PFAS don’t break down in the environment, and some are linked to health problems including kidney and liver problems and cancer.

The health department said the communities with PFAS levels above the new standards are Battle Lake, Brooklyn Park, Pine City, Princeton, South St. Paul, Wabasha, Alexandria, Cloquet, Hastings, Lake Elmo, Newport, Pease, Sauk Rapids, Stillwater, Swanville, Waite Park and Woodbury.
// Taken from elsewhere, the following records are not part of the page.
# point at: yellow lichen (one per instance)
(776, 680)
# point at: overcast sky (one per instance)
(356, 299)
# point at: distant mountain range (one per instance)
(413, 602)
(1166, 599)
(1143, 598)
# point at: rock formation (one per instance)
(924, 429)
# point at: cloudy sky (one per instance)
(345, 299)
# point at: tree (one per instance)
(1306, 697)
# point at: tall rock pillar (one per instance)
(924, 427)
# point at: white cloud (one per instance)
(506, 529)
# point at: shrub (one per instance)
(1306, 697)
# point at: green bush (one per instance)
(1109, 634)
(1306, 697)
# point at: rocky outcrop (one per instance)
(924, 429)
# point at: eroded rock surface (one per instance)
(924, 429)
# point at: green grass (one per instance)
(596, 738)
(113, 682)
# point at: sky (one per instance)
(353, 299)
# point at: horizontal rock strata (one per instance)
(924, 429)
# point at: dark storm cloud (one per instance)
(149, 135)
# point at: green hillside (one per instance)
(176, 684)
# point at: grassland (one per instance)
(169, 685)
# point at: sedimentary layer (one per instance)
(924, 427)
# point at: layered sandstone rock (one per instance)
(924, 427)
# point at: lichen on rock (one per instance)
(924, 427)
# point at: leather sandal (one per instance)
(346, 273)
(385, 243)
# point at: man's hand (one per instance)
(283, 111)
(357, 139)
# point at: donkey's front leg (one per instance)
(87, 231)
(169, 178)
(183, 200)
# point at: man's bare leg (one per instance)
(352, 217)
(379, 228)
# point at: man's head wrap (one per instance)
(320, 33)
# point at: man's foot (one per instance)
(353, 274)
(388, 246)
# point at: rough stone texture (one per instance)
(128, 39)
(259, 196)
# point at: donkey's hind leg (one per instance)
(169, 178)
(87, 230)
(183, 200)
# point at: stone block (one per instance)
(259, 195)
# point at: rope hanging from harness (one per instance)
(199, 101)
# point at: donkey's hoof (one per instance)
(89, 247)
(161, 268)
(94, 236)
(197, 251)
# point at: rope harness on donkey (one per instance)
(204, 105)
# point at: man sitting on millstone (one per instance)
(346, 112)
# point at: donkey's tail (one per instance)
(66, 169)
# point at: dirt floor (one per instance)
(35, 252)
The Minnesota Veterans Home in Hastings also is affected, as are mobile home parks in Lake Elmo, Austin, Bemidji and Shakopee. Water systems with PFAS above the new standards will have five years to address the issue and remove the chemicals.

Some of the communities in the east Twin Cities metro area are getting financial help to address their PFAS problem through the state of Minnesota’s $850 million settlement with 3M, which produced the chemicals for decades. But others are not part of that settlement, and face substantial costs to remove the chemicals from their water supplies.

Minnesota clean water advocates and DFL lawmakers are cheering the new federal standards. At a news conference on Wednesday, state Rep. Athena Hollins of St. Paul said the EPA’s action is a vindication of work she and others in Minnesota have been doing to regulate PFAS.

“PFAS is not a future problem,” Hollins said. “It’s something we needed to regulate years ago, and I’m thrilled to see the fed stepping in to take this on.”

Lawmakers passed a sweeping ban last year on the non-essential use of the chemicals. It was named for Amara Strande, who grew up in Oakdale, and died of cancer at age 20.

Her father, Michael Strande, said the EPA’s action will help protect people’s health.

“We thank them for putting human life before the desires of corporations,” he said. “We thank them for giving us the opportunity to live free of these insidiously toxic chemicals.”